Hands down the most ’90s of the lot was a game called XS, from a company called SCi, makers of Kingdom O’Magic, The Lawnmower Man, and plenty of other games too. XS was bloody awful, which I know first-hand, having been given it free with a copy of the fantastic Jedi Knight, but just check out its character line-up. So ’90s, it’s the mega mac-daddy (opens in new tab) of… something, probably.
And, yes, crap as it was, it’s still better than Arena Champion. Arena Champion’s sequel—yes, there’s a sequel—slightly raises the bar on level design, in much the same way that, to a starving orphan, two Maltesers is better than one.
There’s glass in the wall, the levels are a bit less mazey, the arenas don’t have quite as many enemies ready to shoot… but it doesn’t matter much. Fight through it, and one load later… there’s more of it to fight through! Then, finally, the cheapest thing in gaming history!
That’s not the real prize, obviously. No, the real prize is to return to the Champions Lounge, for a supposedly sexy cutscene. The first of those is is a pink-haired girl gyrating for a while before her shirt vanishes for slightly more explicit gyrating, for two immensely tedious minutes.
The other scenes offer touching as well as looking, assuming that the guy in them is meant to be the Arena Champion and he hasn’t just walked in on the other team continuing to be more successful at love as well as life.
Again, standard drill for this kind of game, with 3D characters grinding and staring at each other in what can only be described as ‘inhuman dead-eyed apathy’, and occasionally doing this horrible thing with their big flappy tongues.

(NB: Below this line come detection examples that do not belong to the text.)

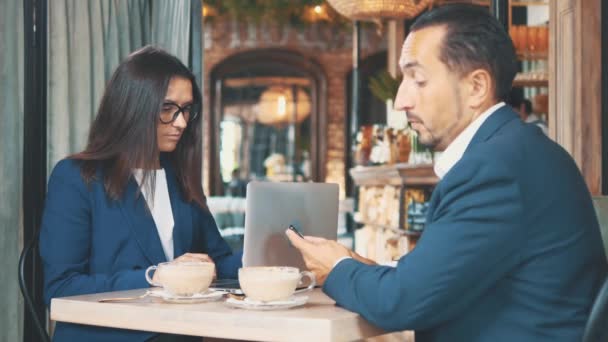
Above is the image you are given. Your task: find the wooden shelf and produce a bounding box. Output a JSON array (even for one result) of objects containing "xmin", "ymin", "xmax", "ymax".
[
  {"xmin": 350, "ymin": 164, "xmax": 439, "ymax": 186},
  {"xmin": 435, "ymin": 0, "xmax": 549, "ymax": 7},
  {"xmin": 355, "ymin": 221, "xmax": 422, "ymax": 237},
  {"xmin": 517, "ymin": 52, "xmax": 549, "ymax": 61},
  {"xmin": 513, "ymin": 79, "xmax": 549, "ymax": 88},
  {"xmin": 511, "ymin": 1, "xmax": 549, "ymax": 7}
]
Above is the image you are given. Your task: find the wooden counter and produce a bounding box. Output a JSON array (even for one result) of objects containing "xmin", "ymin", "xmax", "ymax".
[{"xmin": 51, "ymin": 289, "xmax": 385, "ymax": 341}]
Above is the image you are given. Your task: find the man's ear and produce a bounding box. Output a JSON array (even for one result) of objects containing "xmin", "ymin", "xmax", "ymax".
[{"xmin": 465, "ymin": 69, "xmax": 493, "ymax": 109}]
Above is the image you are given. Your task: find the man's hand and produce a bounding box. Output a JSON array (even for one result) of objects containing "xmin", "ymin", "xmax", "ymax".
[
  {"xmin": 173, "ymin": 253, "xmax": 214, "ymax": 263},
  {"xmin": 285, "ymin": 229, "xmax": 356, "ymax": 285}
]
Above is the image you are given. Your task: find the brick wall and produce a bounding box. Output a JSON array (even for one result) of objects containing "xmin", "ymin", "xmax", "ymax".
[{"xmin": 203, "ymin": 18, "xmax": 386, "ymax": 197}]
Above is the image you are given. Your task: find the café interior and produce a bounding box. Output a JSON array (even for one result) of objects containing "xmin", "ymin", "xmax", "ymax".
[{"xmin": 0, "ymin": 0, "xmax": 608, "ymax": 341}]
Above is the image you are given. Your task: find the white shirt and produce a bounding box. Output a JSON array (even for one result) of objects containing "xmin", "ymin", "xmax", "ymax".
[
  {"xmin": 133, "ymin": 169, "xmax": 175, "ymax": 261},
  {"xmin": 434, "ymin": 102, "xmax": 505, "ymax": 179}
]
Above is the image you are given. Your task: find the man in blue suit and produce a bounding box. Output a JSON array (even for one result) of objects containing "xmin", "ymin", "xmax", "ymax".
[{"xmin": 287, "ymin": 5, "xmax": 608, "ymax": 342}]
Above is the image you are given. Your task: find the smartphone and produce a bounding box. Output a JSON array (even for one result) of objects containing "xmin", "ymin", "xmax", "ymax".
[{"xmin": 289, "ymin": 224, "xmax": 304, "ymax": 239}]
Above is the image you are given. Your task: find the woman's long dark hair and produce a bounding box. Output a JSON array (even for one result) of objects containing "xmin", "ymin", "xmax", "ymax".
[{"xmin": 70, "ymin": 46, "xmax": 206, "ymax": 208}]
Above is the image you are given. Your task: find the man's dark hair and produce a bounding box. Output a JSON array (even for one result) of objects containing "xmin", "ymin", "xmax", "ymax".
[
  {"xmin": 410, "ymin": 4, "xmax": 517, "ymax": 101},
  {"xmin": 521, "ymin": 99, "xmax": 532, "ymax": 115}
]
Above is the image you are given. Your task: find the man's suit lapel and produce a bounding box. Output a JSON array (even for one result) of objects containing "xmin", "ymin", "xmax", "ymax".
[
  {"xmin": 426, "ymin": 105, "xmax": 518, "ymax": 222},
  {"xmin": 119, "ymin": 177, "xmax": 167, "ymax": 265},
  {"xmin": 464, "ymin": 105, "xmax": 518, "ymax": 154}
]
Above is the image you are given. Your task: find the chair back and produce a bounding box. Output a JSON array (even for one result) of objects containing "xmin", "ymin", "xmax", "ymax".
[
  {"xmin": 583, "ymin": 277, "xmax": 608, "ymax": 342},
  {"xmin": 19, "ymin": 238, "xmax": 51, "ymax": 342},
  {"xmin": 593, "ymin": 196, "xmax": 608, "ymax": 259}
]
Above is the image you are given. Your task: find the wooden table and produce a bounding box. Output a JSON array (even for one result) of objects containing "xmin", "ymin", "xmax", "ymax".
[{"xmin": 51, "ymin": 289, "xmax": 392, "ymax": 341}]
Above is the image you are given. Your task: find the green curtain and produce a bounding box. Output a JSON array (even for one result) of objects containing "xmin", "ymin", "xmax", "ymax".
[
  {"xmin": 0, "ymin": 0, "xmax": 24, "ymax": 341},
  {"xmin": 47, "ymin": 0, "xmax": 190, "ymax": 173},
  {"xmin": 150, "ymin": 0, "xmax": 191, "ymax": 65}
]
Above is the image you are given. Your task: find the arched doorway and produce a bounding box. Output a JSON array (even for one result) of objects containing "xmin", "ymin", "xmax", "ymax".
[{"xmin": 209, "ymin": 49, "xmax": 327, "ymax": 196}]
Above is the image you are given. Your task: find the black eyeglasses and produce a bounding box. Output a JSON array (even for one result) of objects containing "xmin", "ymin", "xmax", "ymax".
[{"xmin": 159, "ymin": 102, "xmax": 198, "ymax": 124}]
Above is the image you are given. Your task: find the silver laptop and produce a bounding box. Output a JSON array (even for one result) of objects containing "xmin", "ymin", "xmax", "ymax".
[{"xmin": 243, "ymin": 182, "xmax": 338, "ymax": 270}]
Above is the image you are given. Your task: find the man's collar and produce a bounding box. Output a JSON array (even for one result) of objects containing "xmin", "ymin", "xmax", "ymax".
[{"xmin": 434, "ymin": 102, "xmax": 505, "ymax": 179}]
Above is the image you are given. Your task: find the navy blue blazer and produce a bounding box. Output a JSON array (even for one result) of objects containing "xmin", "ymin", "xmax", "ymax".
[
  {"xmin": 40, "ymin": 159, "xmax": 241, "ymax": 341},
  {"xmin": 323, "ymin": 106, "xmax": 608, "ymax": 342}
]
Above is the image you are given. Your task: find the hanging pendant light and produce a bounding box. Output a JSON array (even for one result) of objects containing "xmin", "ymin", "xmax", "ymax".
[
  {"xmin": 257, "ymin": 86, "xmax": 310, "ymax": 126},
  {"xmin": 327, "ymin": 0, "xmax": 433, "ymax": 20}
]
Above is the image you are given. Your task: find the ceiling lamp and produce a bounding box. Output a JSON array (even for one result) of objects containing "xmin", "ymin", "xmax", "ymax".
[
  {"xmin": 257, "ymin": 86, "xmax": 311, "ymax": 126},
  {"xmin": 327, "ymin": 0, "xmax": 433, "ymax": 20}
]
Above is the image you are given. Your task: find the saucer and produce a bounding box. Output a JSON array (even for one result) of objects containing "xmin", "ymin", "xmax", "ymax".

Anyway, repeat that a few times and the game is over, to be continued in Arena Champion 2 and presumably Arena Champion 3: Seriously, Even We Feel Bad That We Made Another One Of These. (The game is mostly in Japanese, so presumably it sounds catchier in that tongue. The tongue not writhing around in the air like a drunk octopus in search of its other legs. I mean it, if you ever kiss anyone like that, your kissing privileges should be immediately revoked by law. Eeew.)
It’s sad that even with all this, Arena Champion isn’t at the bottom of the FPS barrel. Near the bottom, absolutely. If it stretched out even a little, it could scrape the barrel, but a game that seems more interested in creating a realistic office where its bullshit sport takes place than the actual bullshit sport itself has priorities skewed to a level that even the likes of Venus Hostage can’t match. At least it has the benefit of age on its side. After all, for a game made in 2001, it’s quite detailed, and—
Wait, it was made in 2010? Oh. Well, never mind then.